A sentença, favorável em relação aos crimes de que era acusado o sargento, condenou Bergdahl a expulsão desonrosa das Forças Armadas e ao pagamento de uma multa superior a oito mil euros.

Um caso muito politizado

O caso, julgado pelo tribunal de Fort Bragg, na Carolina do Norte, foi muito politizado em torno das consequências que a decisão do militar teve nas vidas de outros militares e da troca de prisioneiros que permitiu a libertação de Bergdahl.

Apesar das muitas críticas à troca, o então Presidente dos Estados Unidos, Barack Obama, recebeu Bowe Bergdahl e os pais na Casa Branca e defendeu publicamente a troca de presos.

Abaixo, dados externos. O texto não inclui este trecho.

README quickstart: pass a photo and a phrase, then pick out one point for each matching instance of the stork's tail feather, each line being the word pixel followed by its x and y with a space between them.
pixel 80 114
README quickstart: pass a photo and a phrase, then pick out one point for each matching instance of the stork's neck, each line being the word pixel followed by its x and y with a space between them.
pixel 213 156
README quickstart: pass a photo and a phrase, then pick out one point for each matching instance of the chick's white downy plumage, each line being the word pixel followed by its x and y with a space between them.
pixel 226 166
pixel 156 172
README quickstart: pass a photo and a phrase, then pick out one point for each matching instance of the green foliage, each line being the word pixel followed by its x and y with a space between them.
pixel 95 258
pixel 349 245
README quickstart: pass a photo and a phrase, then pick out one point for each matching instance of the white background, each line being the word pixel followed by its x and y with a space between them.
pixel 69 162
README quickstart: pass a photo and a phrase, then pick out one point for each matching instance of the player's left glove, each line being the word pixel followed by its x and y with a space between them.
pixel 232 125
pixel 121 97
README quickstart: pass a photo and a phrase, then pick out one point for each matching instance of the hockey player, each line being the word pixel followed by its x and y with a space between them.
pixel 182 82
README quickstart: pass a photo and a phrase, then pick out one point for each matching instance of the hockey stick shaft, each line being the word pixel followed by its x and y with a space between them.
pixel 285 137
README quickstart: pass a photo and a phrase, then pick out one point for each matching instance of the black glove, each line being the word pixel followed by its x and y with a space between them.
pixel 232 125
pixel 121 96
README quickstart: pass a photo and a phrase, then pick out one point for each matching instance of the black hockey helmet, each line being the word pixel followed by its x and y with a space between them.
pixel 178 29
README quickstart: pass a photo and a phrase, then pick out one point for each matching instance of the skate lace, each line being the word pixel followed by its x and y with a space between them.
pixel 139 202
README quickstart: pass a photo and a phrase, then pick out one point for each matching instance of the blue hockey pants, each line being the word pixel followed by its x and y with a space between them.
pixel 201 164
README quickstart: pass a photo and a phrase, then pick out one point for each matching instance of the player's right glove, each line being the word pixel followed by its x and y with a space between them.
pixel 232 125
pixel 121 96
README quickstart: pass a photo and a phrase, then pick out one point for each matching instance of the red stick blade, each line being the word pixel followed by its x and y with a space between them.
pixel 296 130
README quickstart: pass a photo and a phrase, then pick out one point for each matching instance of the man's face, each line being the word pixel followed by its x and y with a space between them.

Trump: “Deveria ter sido executado

O atual Presidente, Donald Trump, então em campanha eleitoral, afirmou que Bergdahl era “um traidor” e “devia ter sido executado”.

Bowe Bergdahl era um soldado de 23 anos quando, em junho de 2009, ao fim de cinco meses no Afeganistão, abandonou um posto de vigia perto da fronteira com o Paquistão para, alegou, se juntar a outra unidade e denunciar disfunções daquela a que pertencia.

Raptado pelos talibãs, foi mantido cinco anos em cativeiro, até que em 2014 foi entregue a forças especiais norte-americanas em troca de cinco talibãs detidos em Guantánamo.